Rosetta’s comet contains ingredients for life

Amino acids are biologically important organic compounds containing carbon, oxygen, hydrogen and nitrogen, and form the basis of proteins.

Hints of the simplest amino acid, glycine, were found in samples returned to Earth in 2006 from Comet Wild-2 by NASA’s Stardust mission. However, possible terrestrial contamination of the dust samples made the analysis extremely difficult.

Now, Rosetta has made direct, repeated detection of glycine in the fuzzy atmosphere or ‘coma’ of its comet.

“This is the first unambiguous detection of glycine at a comet,” says Kathrin Altwegg, principal investigator of the ROSINA instrument that made the measurements, and lead author of the paper published in Science Advances today.

“At the same time, we also detected certain other organic molecules that can be precursors to glycine, hinting at the possible ways in which it may have formed.”

The measurements were made before the comet reached its closest point to the Sun – perihelion – in August 2015 in its 6.5 year orbit.

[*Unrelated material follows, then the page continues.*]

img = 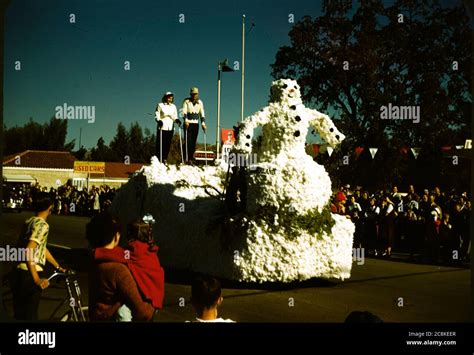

The first detection was made in October 2014 while Rosetta was just 10 km from the comet. The next occasion was during a flyby in March 2015, when it was 30–15 km from the nucleus.

Glycine was also seen on other occasions associated with outbursts from the comet in the month leading up to perihelion, when Rosetta was more than 200 km from the nucleus but surrounded by a lot of dust.

“We see a strong link between glycine and dust, suggesting that it is probably released perhaps with other volatiles from the icy mantles of the dust grains once they have warmed up in the coma,” says Kathrin.

Glycine turns into gas only when it reaches temperatures just below 150°C, meaning that usually little is released from the comet’s surface or subsurface because of the low temperatures. This accounts for the fact that Rosetta does not always detect it.

“Glycine is the only amino acid that is known to be able to form without liquid water, and the fact we see it with the precursor molecules and dust suggests it is formed within interstellar icy dust grains or by the ultraviolet irradiation of ice, before becoming bound up and conserved in the comet for billions of years,” adds Kathrin.

Another exciting detection made by Rosetta and described in the paper is of phosphorus, a key element in all known living organisms. For example, it is found in the structural framework of DNA and in cell membranes, and it is used in transporting chemical energy within cells for metabolism.

“There is still a lot of uncertainty regarding the chemistry on early Earth and there is of course a huge evolutionary gap to fill between the delivery of these ingredients via cometary impacts and life taking hold,” says co-author Hervé Cottin.

“But the important point is that comets have not really changed in 4.5 billion years: they grant us direct access to some of the ingredients that likely ended up in the prebiotic soup that eventually resulted in the origin of life on Earth.”

“The multitude of organic molecules already identified by Rosetta, now joined by the exciting confirmation of fundamental ingredients like glycine and phosphorous, confirms our idea that comets have the potential to deliver key molecules for prebiotic chemistry,” says Matt Taylor, ESA’s Rosetta project scientist.

“Demonstrating that comets are reservoirs of primitive material in the Solar System and vessels that could have transported these vital ingredients to Earth, is one of the key goals of the Rosetta mission, and we are delighted with this result.”

Notes for Editors

“Prebiotic chemicals – amino acid and phosphorus – in the coma of comet 67P/Churyumov–Gerasimenko”, by K. Altwegg et al is published in the journal Science Advances.